Elija geht und setzt sich an den Bach Kerit. Morgens und abends bringen Raben ihm Brot und - mehr, als notwendig ist - Fleisch. Beim Fleisch könnte Elija skeptisch sein, denn Raben sind Aasfresser und gelten zu Recht als unrein. Aber Elija isst, was Gott ihm durch die schwarzen Engel schickt.

Endlich ist Gott in seiner richtigen Rolle. Er ist der Gott, der die Götzen durch seine Liebe und Fürsorge entthront, der sie durch seine Gerechtigkeit und Treue besiegt.

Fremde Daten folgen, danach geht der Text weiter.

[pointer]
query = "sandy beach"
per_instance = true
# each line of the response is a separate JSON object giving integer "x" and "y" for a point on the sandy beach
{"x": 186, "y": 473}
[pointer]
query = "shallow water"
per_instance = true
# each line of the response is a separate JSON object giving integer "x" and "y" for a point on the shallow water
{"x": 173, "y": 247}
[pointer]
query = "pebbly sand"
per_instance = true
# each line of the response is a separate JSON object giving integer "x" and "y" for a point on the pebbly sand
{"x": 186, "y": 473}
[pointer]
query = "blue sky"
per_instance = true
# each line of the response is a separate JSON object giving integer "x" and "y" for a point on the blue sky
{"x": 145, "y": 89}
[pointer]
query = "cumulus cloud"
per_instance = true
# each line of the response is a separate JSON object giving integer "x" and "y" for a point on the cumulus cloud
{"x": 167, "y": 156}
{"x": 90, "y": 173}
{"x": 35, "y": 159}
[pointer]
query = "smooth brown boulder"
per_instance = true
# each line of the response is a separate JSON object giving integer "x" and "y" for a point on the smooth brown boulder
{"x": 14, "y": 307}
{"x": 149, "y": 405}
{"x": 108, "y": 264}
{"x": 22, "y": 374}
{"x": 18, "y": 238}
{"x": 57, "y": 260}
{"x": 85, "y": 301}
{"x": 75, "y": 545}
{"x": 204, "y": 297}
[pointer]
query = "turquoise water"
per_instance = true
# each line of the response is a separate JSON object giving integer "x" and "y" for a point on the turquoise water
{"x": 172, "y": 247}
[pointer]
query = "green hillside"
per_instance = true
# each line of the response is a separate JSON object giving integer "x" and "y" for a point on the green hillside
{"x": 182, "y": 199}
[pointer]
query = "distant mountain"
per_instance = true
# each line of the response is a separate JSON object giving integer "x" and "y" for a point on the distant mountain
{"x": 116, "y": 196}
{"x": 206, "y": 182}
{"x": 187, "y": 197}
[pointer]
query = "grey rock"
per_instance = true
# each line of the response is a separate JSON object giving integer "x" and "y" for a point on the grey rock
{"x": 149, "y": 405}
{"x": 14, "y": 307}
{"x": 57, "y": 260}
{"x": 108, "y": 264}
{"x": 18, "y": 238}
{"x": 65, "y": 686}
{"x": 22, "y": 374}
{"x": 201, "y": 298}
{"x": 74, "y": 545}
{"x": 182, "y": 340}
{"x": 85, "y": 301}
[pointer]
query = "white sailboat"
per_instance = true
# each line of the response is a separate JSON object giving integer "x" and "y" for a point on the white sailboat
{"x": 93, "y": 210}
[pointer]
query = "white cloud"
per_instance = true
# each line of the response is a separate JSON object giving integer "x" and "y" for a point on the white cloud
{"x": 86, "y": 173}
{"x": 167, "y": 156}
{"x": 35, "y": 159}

Brot und Fleisch bringen die Raben. Und trinken kann Elija aus dem Bach. Jedenfalls so lange der Wasser führt. Aber auch der Bach Kerit ist natürlich nicht das Paradies (1. Mose 2,10; Offenbarung 22,1). Der Bach trocknet aus. Und gibt damit dem Gott Israels ein zweites Mal Gelegenheit, sein wahres Wesen zu beweisen. Und warum man ihn den Schutz der Witwen und Waisen nennt (Psalm 146,9).

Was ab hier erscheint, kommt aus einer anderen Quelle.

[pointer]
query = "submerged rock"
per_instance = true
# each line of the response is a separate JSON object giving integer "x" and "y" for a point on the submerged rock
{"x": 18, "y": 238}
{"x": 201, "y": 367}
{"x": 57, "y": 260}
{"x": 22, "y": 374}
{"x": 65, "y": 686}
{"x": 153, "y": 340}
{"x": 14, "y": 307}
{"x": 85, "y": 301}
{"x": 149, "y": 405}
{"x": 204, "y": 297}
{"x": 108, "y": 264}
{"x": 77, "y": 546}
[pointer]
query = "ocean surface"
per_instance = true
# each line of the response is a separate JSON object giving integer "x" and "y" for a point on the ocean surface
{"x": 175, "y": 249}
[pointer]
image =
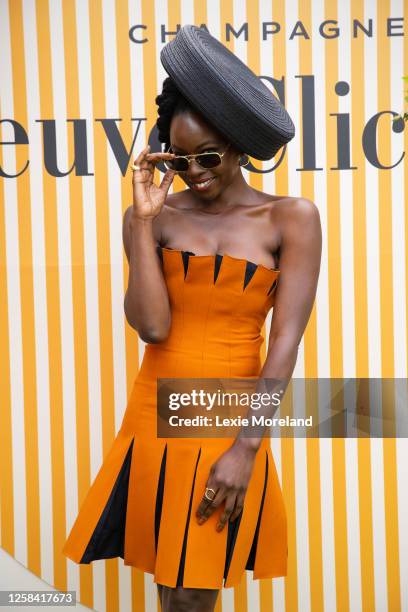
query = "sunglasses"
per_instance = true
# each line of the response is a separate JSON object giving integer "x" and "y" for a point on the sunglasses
{"x": 181, "y": 163}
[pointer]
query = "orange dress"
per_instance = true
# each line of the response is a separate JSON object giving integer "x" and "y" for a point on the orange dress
{"x": 142, "y": 503}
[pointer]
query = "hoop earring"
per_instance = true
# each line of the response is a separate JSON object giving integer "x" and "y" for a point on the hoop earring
{"x": 243, "y": 160}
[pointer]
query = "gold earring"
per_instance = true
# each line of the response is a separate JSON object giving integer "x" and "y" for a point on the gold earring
{"x": 241, "y": 158}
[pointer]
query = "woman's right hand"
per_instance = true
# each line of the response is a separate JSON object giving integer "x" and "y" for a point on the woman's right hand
{"x": 148, "y": 198}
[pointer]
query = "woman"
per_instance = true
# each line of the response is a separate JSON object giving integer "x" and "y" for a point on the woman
{"x": 205, "y": 266}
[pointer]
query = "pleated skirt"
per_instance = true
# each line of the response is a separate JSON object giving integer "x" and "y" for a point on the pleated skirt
{"x": 142, "y": 506}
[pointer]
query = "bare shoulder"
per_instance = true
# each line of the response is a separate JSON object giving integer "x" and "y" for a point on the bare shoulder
{"x": 156, "y": 225}
{"x": 294, "y": 207}
{"x": 291, "y": 214}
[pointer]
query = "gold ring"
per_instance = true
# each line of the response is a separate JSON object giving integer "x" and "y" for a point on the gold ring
{"x": 206, "y": 496}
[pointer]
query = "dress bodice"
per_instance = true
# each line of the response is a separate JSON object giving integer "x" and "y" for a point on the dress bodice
{"x": 218, "y": 307}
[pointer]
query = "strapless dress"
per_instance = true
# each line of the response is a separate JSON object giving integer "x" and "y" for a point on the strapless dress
{"x": 141, "y": 505}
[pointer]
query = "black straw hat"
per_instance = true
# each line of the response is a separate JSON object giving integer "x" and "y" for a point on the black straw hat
{"x": 227, "y": 93}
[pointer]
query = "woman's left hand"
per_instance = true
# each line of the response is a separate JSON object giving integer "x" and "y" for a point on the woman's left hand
{"x": 229, "y": 478}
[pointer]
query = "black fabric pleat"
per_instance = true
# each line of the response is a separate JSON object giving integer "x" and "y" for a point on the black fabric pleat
{"x": 275, "y": 282}
{"x": 180, "y": 576}
{"x": 108, "y": 538}
{"x": 251, "y": 558}
{"x": 233, "y": 529}
{"x": 249, "y": 272}
{"x": 160, "y": 253}
{"x": 159, "y": 498}
{"x": 218, "y": 260}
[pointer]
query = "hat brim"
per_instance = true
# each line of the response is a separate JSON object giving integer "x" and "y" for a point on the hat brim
{"x": 227, "y": 93}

Nach Sarepta bei Sidon geht Elija, ins Herzland des Menschenfressers. Er begegnet einer Witwe. Einer Frau ohne Einkommen, ohne Sicherheit. Einem der ersten Opfer der Dürre. Sie liest gerade etwas Holz auf. Und als wolle er sie provozieren, sagt Elija zu dieser armen Frau: „Hol mir einen kleinen Krug mit Wasser. Ich möchte etwas trinken.“ (1. Könige 17,10) Dann ruft er ihr auch noch unverschämt nach: „Bring mir auch ein Stück Brot mit.“ 

Will Elija verhöhnen, die unter der Dürre am meisten leidet? Und machen wir uns klar: Auch diese Dürre ist eigentlich von Menschen gemacht, von der Respektlosigkeit des Ahab und der Isebel, ihrer Machtgier und die aller, die den beiden folgen. Auch dies ist ja keine Naturkatastrophe, sondern eine Katastrophe durch Größenwahn und unmenschliche Ignoranz.

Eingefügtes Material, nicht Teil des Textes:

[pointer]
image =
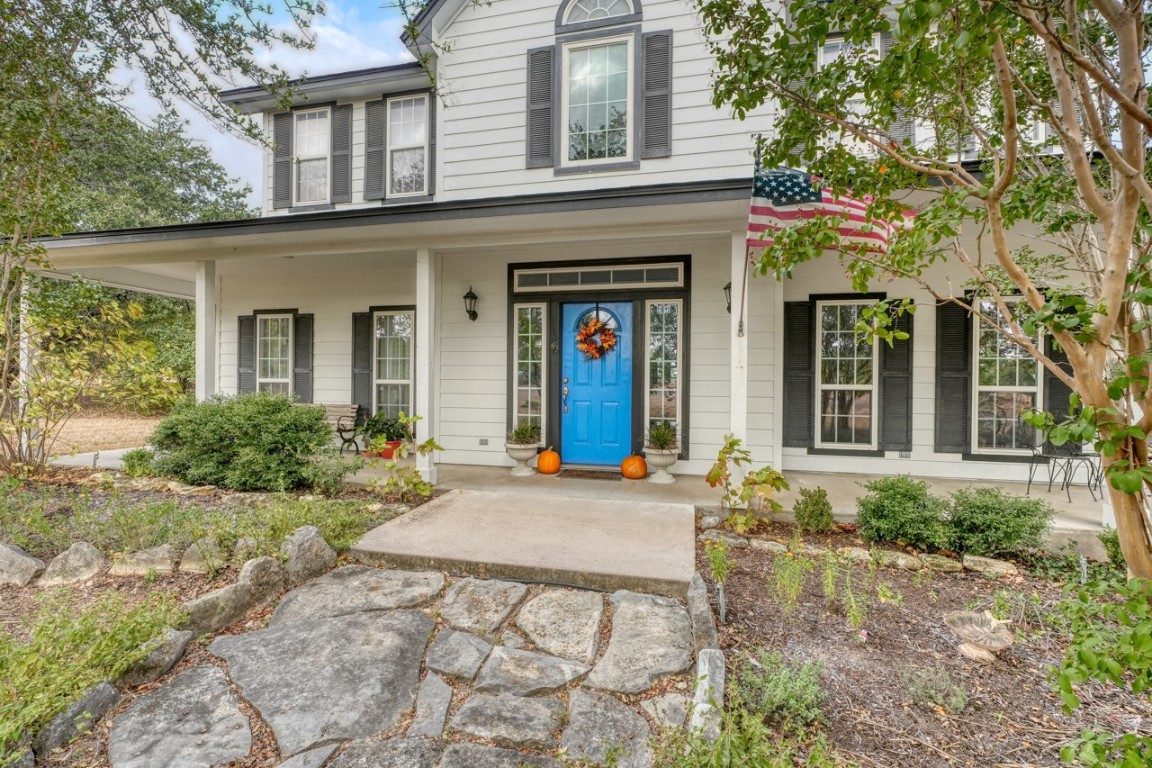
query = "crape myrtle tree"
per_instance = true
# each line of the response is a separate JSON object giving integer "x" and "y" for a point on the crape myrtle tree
{"x": 59, "y": 61}
{"x": 1047, "y": 103}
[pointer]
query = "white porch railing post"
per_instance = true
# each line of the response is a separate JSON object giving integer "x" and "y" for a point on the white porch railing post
{"x": 205, "y": 331}
{"x": 425, "y": 357}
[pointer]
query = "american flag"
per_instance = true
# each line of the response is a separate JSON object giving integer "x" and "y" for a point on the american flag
{"x": 785, "y": 197}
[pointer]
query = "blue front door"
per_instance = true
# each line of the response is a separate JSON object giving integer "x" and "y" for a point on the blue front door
{"x": 596, "y": 385}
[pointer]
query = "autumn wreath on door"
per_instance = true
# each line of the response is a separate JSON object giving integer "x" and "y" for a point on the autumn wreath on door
{"x": 596, "y": 337}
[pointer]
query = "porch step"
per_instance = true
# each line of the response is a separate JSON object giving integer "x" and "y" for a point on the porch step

Aber jetzt ist es genug. Die Witwe sagt: „Ich habe überhaupt keine Vorräte mehr. Nur noch eine Handvoll Mehl ist im Krug und etwas Öl in der Kanne. Ich wollte gerade ein paar Hölzchen sammeln, wieder heimgehen und etwas aus den Resten backen. Mein Sohn und ich wollten noch einmal etwas essen und danach sterben.«

Es steht alles auf dem Spiel. Was für ein Gott ist der Gott Israels? Eine Götze der Stärke und Selbstdurchsetzung, eine Popanz der Machtgeilheit und Aggression, ein pathologischer Narzisst, eifersüchtig und launisch? Oder ist Gott einer, der für Recht und Gerechtigkeit steht, für Barmherzigkeit und Mitleid, der die Liebe selbst ist und Liebe allen erweist, die sich an ihn halten? Wer ist der Gott Israels?

Elija gibt die Antwort. Er sagt: „Fürchte dich nicht! Geh nur und tu, was du gesagt hast. Aber mach zuerst für mich ein kleines Brot und bring es zu mir heraus. Danach kannst du für dich und deinem Sohn etwas backen. Denn so spricht der HERR, der Gott Israels: Der Mehlkrug wird nicht leer werden, und die Ölkanne wird nicht versiegen.“

Und so geschieht es. Eija, die Witwe, ihr Sohn - und wer weiß, wen sie sonst noch als Mitmenschen eingeladen haben ins Haus - werden satt. Geschützt und genährt von Gott, seinem Wort, seinem Brot.

Wir schieben das unverschämte Verhalten des Propheten mal beiseite. Wahrscheinlich soll es nur deutlich machen, wie übervoll die Liebe Gottes ist, auch wenn es um bescheidene Dinge geht: Mehl, Öl, etwas Wasser. Entscheidend ist doch, dass wir sicher werden, wer dieser Gott ist, mit dem wir es zu tun haben, der Vater von Jesus Christus.

Nicht ein Gott der toten Dinge, der Feinunzen und Aktiencharts, sondern ein Gott der lebendigen Menschen und all dessen, was sie bedürfen.

Nicht ein Gott der Härte, sondern ein Gott des Mitgefühls.

Nicht ein Gott, der flucht - denn das ist er eigentlich nicht, auch wenn er sich manchmal so verkleidet wie Baal. Der Gott Israels ist vielmehr einer, der uns frei macht von den Götzen, uns schützt vor dem Zugriff, den wir ihnen gewähren. Wir können durch die Gnade Gottes aufhören mit der Verehrung und Vermehrung von Macht und Geld, von Stärke und Nation. Diese Götzen nehmen uns die Ehrfrucht vor dem Leben, sie korrumpieren uns und führen uns immer wieder in die Katastrophe, auch in die Hochwasser- und Dürrekatastrophe. Wir können den Götzen den Dienst verweigern. Denn wir erkennen den Gott Israels, wie er sich uns zeigt. Er ist ein Gott, der segnet. Der seine Engel schickt. Ein Gott, der segnet sogar mitten in der Not.